Algumas vozes verberam que o diploma normativo em referência livraria agentes públicos de punição em casos de atos ilícitos ou de erros na execução de medidas de combate às mazelas da pandemia.

Todavia, com o óbvio respeito a entendimentos divergentes, a norma não parece representar grande inovação no nosso ordenamento jurídico.

É que, já em 2018, a Lei nº 13.655 introduziu o artigo 28 na Lei de Introdução às Normas do Direito Brasileiro (LINDB), passando a determinar que "o agente público responderá pessoalmente por suas decisões ou opiniões técnicas em caso de dolo ou erro grosseiro".

Deveras, a necessidade de responsabilização apenas no caso de erro grosseiro ou dolo já estava, pois, prevista em nosso ordenamento jurídico. A MP em apreço aparenta constituir mais uma norma interpretativa do que modificadora de direitos.

Desde a introdução do artigo 28 à LINDB, surgiram inúmeras dúvidas quanto ao seu âmbito de incidência. Agora, a MP nº 966/2018 traz parâmetros, conquanto também indeterminados, um tanto mais assertivos sobre ao tema, vez que intenta, em seu artigo 2º, definir o "erro grosseiro" e, em seu artigo 3º, apontar circunstâncias a serem consideradas quando da aferição de tal requisito.

A bem da verdade, o artigo 28 da LINDB poderia ser considerado até mais abrangente do que a nova medida provisória, pois aquele não trouxe norte interpretativo para concretização do denominado "erro grosseiro", precisando-se buscar, na doutrina, o balizamento hermenêutico.

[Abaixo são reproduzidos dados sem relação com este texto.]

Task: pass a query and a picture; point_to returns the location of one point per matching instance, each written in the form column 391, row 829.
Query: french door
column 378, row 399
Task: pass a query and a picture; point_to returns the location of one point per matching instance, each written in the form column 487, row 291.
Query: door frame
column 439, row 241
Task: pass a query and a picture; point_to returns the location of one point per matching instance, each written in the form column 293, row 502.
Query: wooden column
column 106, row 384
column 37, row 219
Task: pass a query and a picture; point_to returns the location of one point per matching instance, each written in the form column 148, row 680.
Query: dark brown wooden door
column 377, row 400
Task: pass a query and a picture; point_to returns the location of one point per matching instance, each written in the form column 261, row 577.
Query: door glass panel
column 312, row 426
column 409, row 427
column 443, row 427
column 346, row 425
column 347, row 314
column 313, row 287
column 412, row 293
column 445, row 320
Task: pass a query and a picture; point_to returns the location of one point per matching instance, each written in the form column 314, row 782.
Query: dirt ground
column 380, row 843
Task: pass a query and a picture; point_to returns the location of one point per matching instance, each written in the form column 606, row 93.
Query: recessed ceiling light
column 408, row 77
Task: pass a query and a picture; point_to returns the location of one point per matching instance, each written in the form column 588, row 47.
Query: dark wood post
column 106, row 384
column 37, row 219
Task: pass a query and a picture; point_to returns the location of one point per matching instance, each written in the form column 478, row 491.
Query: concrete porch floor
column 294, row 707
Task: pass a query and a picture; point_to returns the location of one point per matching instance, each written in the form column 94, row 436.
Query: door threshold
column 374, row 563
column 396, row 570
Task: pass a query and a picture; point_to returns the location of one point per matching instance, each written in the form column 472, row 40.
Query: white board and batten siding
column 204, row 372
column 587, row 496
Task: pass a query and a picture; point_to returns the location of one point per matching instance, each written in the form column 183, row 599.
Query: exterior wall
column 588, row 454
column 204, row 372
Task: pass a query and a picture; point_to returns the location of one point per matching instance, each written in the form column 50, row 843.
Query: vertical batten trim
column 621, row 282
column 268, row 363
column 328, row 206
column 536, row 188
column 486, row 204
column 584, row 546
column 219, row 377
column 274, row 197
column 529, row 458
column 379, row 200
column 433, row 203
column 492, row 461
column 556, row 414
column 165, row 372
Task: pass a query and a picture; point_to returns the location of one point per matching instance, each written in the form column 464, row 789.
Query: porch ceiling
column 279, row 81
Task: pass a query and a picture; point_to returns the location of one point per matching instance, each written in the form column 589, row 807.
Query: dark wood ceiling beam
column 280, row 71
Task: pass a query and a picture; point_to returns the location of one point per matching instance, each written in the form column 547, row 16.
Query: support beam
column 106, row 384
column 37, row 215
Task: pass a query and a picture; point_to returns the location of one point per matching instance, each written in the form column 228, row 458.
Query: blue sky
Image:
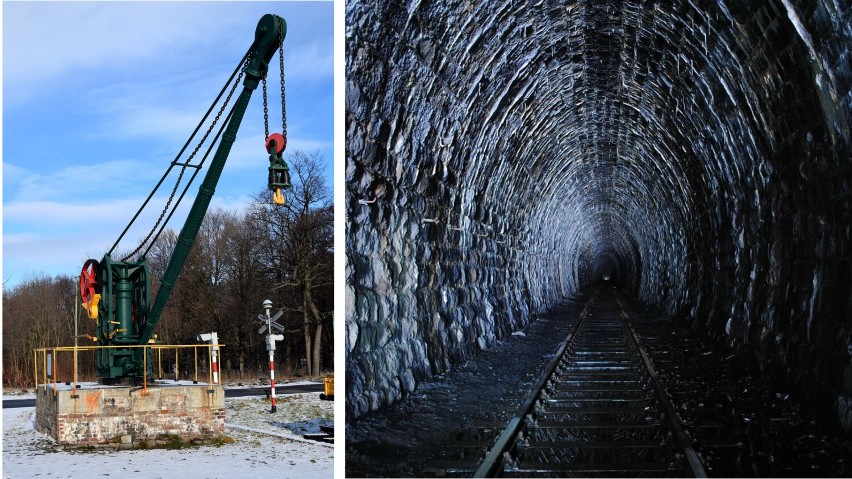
column 98, row 98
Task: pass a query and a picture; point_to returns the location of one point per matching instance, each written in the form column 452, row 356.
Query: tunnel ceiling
column 695, row 148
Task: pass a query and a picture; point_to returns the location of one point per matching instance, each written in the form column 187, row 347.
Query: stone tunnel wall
column 503, row 155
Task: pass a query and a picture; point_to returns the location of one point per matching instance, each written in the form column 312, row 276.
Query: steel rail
column 494, row 459
column 596, row 348
column 683, row 441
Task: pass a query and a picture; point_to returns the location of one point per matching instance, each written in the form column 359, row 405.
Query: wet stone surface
column 740, row 427
column 402, row 440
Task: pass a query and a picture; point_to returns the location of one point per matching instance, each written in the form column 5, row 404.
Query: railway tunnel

Colacionamos, nesse sentido, a conhecida lição do professores Cristiano Chaves de Farias e Nelson Rosenvald, para quem "culpa grave é caracterizada por uma conduta em que há uma imprudência ou imperícia extraordinária e inescusável, que consiste na omissão de um grau mínimo e elementar de diligência que todos observam" (FARIAS, Cristiano Chaves de; ROSENVALD, Nelson. Curso de Direito Civil. São Paulo: Atlas, p. 169).

Ainda nessa trilha, o Superior Tribunal de Justiça possui firme jurisprudência no sentido de que "a Lei de Improbidade Administrativa não visa punir o inábil, mas sim o desonesto, o corrupto, aquele desprovido de lealdade e boa-fé" (REsp 1819704/MG, ministro Herman Benjamin, DJe 11/10/2019).

O fato é que, aparentemente, e em análise rápida, a nova medida provisória não parece representar salvo-conduto a eventuais gestores desonestos, infratores, corruptos.

Não é juridicamente sensato que se pretenda condenar alguém por inabilidade, mormente em período instável e atípico, que exige decisões firmes e rápidas, o que constitui, por certo, questão diversa da malfadada corrupção.

Noutro turno, e tratando especificamente do período atípico que vivenciamos, será possível apreciar, em processo que obedeça às garantias constitucionais, se o gestor atuou com irresponsabilidade frente à realidade atual, desrespeitando parâmetros básicos de enfrentamento à pandemia e quais as consequências dos seus atos, seja no campo econômico, social ou da saúde.

Os órgãos de controle e o Judiciário não possuem a função de, necessariamente, buscar condenação ou condenar, mas de analisar os fatos à luz das normas vigentes e, ao cabo, se restar comprovada a perpetração de ato ilegal, aplicar as sanções pertinentes. Ao revés, não restando comprovado o ato desonesto, eivado de má-fé, ou o erro grave, não pode haver condenação, ainda que se trate de decisão contramajoritária.

A corrupção nunca foi e nunca será "erro grosseiro", independentemente da definição que se pretenda empregar a referido conceito indeterminado. Cabe aos juristas e, notadamente, em processos judiciais, aos magistrados conferir a interpretação adequada às novas disposições legais, de sorte que a medida provisória em exame, de per si, além de não representar destacada novidade, não parece ensejar obstáculo à punição de gestores desonestos.